People currently receiving treatment for an allergic/immunological condition can expect to see their allergist/immunologist for regular follow-up appointments.
At a follow-up appointment, an allergist/immunologist may run additional tests to evaluate the person’s condition. They will also ask them about any new or worsening symptoms or side effects relating to the medication.
The exact education requirements for allergist/immunologists vary by country. Allergist/immunologists in the U.S. undergo the following education programs before beginning their practice:
- 4 year bachelor’s degree at a college or university
- 4 years at medical school
- 3 year residency in internal medicine or pediatrics
- 2 or 3 year fellowship in allergy and immunology
Most allergist/immunologists take an average of 9 years to complete their graduate education and specialized training. This training ends with the fellowship program, during which they will get experience in treating specific types of allergic and immune conditions.
As with allergy and immunology, rheumatology is a subspecialty within the fields of internal medicine and pediatrics.
Allergist/immunologists and rheumatologists both treat conditions that result from problems with the immune system.

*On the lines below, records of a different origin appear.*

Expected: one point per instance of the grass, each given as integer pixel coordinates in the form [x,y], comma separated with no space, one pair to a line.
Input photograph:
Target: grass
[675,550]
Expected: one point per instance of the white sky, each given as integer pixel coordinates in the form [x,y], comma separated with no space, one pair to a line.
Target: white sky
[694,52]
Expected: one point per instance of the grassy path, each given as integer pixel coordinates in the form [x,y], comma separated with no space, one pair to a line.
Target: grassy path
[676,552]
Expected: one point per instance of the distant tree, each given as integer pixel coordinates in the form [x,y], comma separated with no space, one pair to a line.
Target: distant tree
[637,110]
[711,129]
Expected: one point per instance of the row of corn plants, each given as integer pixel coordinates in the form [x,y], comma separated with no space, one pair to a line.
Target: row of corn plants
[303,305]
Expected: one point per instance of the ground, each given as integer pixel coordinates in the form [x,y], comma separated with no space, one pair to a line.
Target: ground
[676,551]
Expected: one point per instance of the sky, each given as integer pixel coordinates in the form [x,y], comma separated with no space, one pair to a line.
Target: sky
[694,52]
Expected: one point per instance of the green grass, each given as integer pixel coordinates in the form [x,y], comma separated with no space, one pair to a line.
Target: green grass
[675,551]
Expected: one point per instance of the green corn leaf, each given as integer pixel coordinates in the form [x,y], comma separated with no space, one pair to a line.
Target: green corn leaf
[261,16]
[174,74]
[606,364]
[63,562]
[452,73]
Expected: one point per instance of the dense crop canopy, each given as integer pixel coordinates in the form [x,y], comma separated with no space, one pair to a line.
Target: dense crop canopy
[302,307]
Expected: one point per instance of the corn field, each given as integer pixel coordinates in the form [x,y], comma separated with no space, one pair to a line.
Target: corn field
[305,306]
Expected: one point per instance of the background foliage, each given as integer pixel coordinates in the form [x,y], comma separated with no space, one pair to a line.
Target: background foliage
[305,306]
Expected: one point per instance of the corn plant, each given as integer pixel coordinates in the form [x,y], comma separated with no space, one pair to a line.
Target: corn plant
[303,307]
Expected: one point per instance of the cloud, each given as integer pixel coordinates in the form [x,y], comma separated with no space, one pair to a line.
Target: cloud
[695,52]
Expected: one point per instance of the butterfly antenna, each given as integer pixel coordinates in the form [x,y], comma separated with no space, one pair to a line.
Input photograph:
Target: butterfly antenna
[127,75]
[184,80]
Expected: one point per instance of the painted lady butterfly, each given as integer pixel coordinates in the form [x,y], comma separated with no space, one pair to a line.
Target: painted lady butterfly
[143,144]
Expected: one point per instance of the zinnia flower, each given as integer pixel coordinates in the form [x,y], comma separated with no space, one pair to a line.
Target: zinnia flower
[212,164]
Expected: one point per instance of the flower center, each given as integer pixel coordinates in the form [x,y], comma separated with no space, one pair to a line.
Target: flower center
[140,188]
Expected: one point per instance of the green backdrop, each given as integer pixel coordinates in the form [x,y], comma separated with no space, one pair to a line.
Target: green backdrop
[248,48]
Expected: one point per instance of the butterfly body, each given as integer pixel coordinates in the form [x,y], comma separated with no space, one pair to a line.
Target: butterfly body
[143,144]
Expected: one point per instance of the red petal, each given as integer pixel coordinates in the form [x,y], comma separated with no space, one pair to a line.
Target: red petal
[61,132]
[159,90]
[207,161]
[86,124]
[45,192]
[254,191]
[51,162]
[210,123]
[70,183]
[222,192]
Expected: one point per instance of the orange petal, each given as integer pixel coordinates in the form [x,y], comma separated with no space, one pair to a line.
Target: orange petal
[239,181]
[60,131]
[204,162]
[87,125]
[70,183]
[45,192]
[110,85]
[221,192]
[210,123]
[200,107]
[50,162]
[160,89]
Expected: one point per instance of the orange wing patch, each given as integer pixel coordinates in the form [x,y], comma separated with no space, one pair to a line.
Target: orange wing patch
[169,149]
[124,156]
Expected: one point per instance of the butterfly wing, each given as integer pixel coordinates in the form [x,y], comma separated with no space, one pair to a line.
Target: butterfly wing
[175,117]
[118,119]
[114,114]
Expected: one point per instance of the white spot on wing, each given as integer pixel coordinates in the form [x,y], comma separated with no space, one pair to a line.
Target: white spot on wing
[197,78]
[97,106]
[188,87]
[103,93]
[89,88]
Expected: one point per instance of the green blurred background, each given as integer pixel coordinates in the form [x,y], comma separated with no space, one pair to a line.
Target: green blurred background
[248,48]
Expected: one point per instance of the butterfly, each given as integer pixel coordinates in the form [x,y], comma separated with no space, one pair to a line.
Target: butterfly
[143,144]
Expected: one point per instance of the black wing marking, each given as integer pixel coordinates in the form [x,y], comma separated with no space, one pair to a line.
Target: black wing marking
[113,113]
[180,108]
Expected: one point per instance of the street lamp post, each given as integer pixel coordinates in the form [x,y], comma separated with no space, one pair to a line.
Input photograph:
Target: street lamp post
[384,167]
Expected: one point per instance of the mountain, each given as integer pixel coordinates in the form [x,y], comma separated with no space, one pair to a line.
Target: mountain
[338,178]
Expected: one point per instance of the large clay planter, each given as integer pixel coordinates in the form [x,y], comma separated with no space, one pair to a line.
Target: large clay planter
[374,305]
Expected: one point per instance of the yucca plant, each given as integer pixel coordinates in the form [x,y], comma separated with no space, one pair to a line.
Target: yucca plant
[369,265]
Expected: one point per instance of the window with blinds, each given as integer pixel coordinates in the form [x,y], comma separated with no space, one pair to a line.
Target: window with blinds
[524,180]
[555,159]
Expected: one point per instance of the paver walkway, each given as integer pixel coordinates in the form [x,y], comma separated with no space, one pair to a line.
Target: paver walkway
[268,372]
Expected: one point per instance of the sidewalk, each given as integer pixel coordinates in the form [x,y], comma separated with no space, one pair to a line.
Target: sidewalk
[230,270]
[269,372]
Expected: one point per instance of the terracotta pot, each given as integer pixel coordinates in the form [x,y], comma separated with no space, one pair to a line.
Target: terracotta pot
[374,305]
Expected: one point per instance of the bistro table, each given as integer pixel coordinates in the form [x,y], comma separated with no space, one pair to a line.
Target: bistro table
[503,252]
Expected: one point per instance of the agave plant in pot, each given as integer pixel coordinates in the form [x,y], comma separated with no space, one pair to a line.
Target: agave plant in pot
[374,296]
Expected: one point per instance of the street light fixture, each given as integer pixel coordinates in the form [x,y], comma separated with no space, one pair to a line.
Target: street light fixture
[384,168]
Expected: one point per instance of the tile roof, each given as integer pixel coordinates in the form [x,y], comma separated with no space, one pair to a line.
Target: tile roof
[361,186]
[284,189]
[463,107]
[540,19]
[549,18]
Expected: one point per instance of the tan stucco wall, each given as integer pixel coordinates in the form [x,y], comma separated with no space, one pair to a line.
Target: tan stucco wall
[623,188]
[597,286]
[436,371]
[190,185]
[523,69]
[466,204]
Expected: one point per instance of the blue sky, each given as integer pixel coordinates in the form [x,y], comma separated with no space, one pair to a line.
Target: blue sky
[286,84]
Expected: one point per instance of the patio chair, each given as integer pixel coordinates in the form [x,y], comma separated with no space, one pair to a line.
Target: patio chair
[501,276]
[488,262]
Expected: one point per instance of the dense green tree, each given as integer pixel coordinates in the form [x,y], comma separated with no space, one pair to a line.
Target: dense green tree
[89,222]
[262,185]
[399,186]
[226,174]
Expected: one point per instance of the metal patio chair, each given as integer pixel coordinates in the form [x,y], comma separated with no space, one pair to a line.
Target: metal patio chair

However, allergist/immunologists treat systemic allergic conditions and immunodeficiency, whereas rheumatologists treat autoimmune diseases and other musculoskeletal diseases, such as arthritis, fibromyalgia, and chronic pain.
People should contact an allergist/immunologist if they have an allergic reaction or experience frequent, recurring infections. Rheumatologists can help diagnose and treat people who have autoimmune diseases or chronic muscle or joint pain.
Allergist/immunologists diagnose, treat, and manage various immunologic conditions, including allergies, asthma, and immunodeficiency diseases. Many allergist/immunologists combine their clinical experience with academic research to discover how the immune system functions and test new treatments.
Allergist/immunologists are not the only medical doctors who treat immunologic diseases. Rheumatologists treat and manage musculoskeletal symptoms that result from inflammatory and autoimmune diseases.